Summary: Study details a signaling pathway that prevents the overproduction of snRNPs when they are not required.
Source: University of Würzburg
Neurodegenerative diseases, such as various forms of senile dementia or amyotrophic lateral sclerosis (ALS), have one thing in common: large amounts of certain RNA-protein complexes (snRNPs) are produced and deposited in the nerve cells of those affected – and this hinders the function of the cells. The overproduction is possibly caused by a malfunction in the assembly of the protein complexes.
How the production of these protein complexes is regulated was unknown until now. Researchers from Martinsried and Würzburg in Bavaria, Germany, have solved the puzzle and now report on it in the open access journal Nature Communications.
They describe in detail a signaling pathway that prevents the overproduction of snRNPs when they are not needed. The results should make it possible to better understand the processes in motor neuron diseases and senile dementia.
The research group led by Professor Michael Sendtner and Dr. Michael Briese from the Institute of Clinical Neurobiology at Julius-Maximilians-Universität Würzburg (JMU) was in charge of the publication. Professor Utz Fischer and Pradhipa Ramanathan from the JMU Institute of Biochemistry were also involved, as was a team from the Max Planck Institute of Biochemistry in Martinsried.
The next steps in research
Further investigations shall now show how the synthesis and degradation of excess snRNPs are regulated in nerve cells. The scientists hope that in the end they will be able to identify new therapeutic options for neurodegenerative diseases.
About this neuroscience research news
Source: University of Würzburg Contact: Michael Sendtner – University of Würzburg Image: The image is credited to Changhe Ji / University of Würzburg
Interaction of 7SK with the Smn complex modulates snRNP production
Gene expression requires tight coordination of the molecular machineries that mediate transcription and splicing. While the interplay between transcription kinetics and spliceosome fidelity has been investigated before, less is known about mechanisms regulating the assembly of the spliceosomal machinery in response to transcription changes.

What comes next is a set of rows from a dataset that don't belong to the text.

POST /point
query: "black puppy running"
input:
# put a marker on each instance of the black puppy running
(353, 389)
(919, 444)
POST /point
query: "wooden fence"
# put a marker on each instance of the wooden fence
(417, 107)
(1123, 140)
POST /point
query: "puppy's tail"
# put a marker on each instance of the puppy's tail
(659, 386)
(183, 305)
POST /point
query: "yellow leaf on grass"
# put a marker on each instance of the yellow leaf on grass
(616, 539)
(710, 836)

Here, we report an association of the Smn complex, which mediates spliceosomal snRNP biogenesis, with the 7SK complex involved in transcriptional regulation. We found that Smn interacts with the 7SK core components Larp7 and Mepce and specifically associates with 7SK subcomplexes containing hnRNP R. The association between Smn and 7SK complexes is enhanced upon transcriptional inhibition leading to reduced production of snRNPs.
Taken together, our findings reveal a functional association of Smn and 7SK complexes that is governed by global changes in transcription. Thus, in addition to its canonical nuclear role in transcriptional regulation, 7SK has cytosolic functions in fine-tuning spliceosome production according to transcriptional demand.